Sunak should be copying the one good reform that Nigel Lawson enforced as chancellor in 1988, when he equalised tax rates on all types of income, rightly declaring in the Commons: “There is little economic difference between income and capital gains.” Taxing all income at the same rate removed any incentive to disguise earnings as profits.

Forget levelling up under a chancellor who is deliberately increasing tax injustice. Last week Sunak let the Times know he would be cutting taxes, not raising them. His “retail” offer ahead of the next election will be a 2p cut to income tax, but as ever, those in higher bands benefit most. The cut would cost the Treasury an estimated £12bn. Meanwhile he is piling on extra bonanzas, with plans to scrap the top 45% rate altogether and cut inheritance tax. Not surprisingly, the Institute for Fiscal Studies has responded brusquely: the income tax cut would be “indefensible”, said its director, Paul Johnson, as it “discriminates in favour of the wealthy”.

These are monstrous sums for the state to forgo while failing to keep basic services afloat in the NHS, social care, schools, skills and transport, let alone progressing to net zero emissions. Will he say where his axe will fall to pay for these tax cuts? Michael Gove’s white paper on levelling up has been postponed until the new year, amid a reported dispute over the chancellor’s decision to allocate only a paltry £4.8bn over three years for all levelling-up projects. Many have compared that with the £2tn it cost to level up East and West Germany – which only took them 85% of the way.

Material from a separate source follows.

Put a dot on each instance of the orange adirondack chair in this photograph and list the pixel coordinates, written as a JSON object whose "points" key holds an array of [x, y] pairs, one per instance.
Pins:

Labour’s shadow chancellor, Rachel Reeves, did say she would tax wealth more fairly, but without revealing a plan or responding to Sunak’s capital gains retreat. She mentioned a windfall on Covid profiteers, so she could adopt the proposals in Tax Justice UK’s report about the six companies that made £16bn in excess pandemic profits. Some easy wins might include scrapping business asset disposal relief and reforming council tax and inheritance tax, according to Helen Miller, the deputy director of the IFS. Another move could be removing the VAT zero rate on food, which is an additional bonus for high spenders. This may sound regressive, but Miller says it would yield so much that it would be easy to compensate all lower earners and make them better off. A small fortune could be saved from the gigantic hidden welfare state that the well-off benefit from, such as pension tax relief, ISAs, charitable relief for private health and education and a host of other perks. These are waiting to be stripped away by any Labour chancellor brave enough to do so.

Sunak may have only one thought: how to prove himself a small-state anti-taxer to win the backing of the hardline Tory party selectorate. Maybe he’s right that cash in the pocket buys most votes. But he risks a pyrrhic victory if the price of seducing a small and unrepresentative rightwing clique is to lose the next election due to public repugnance at levelling down everything, everywhere.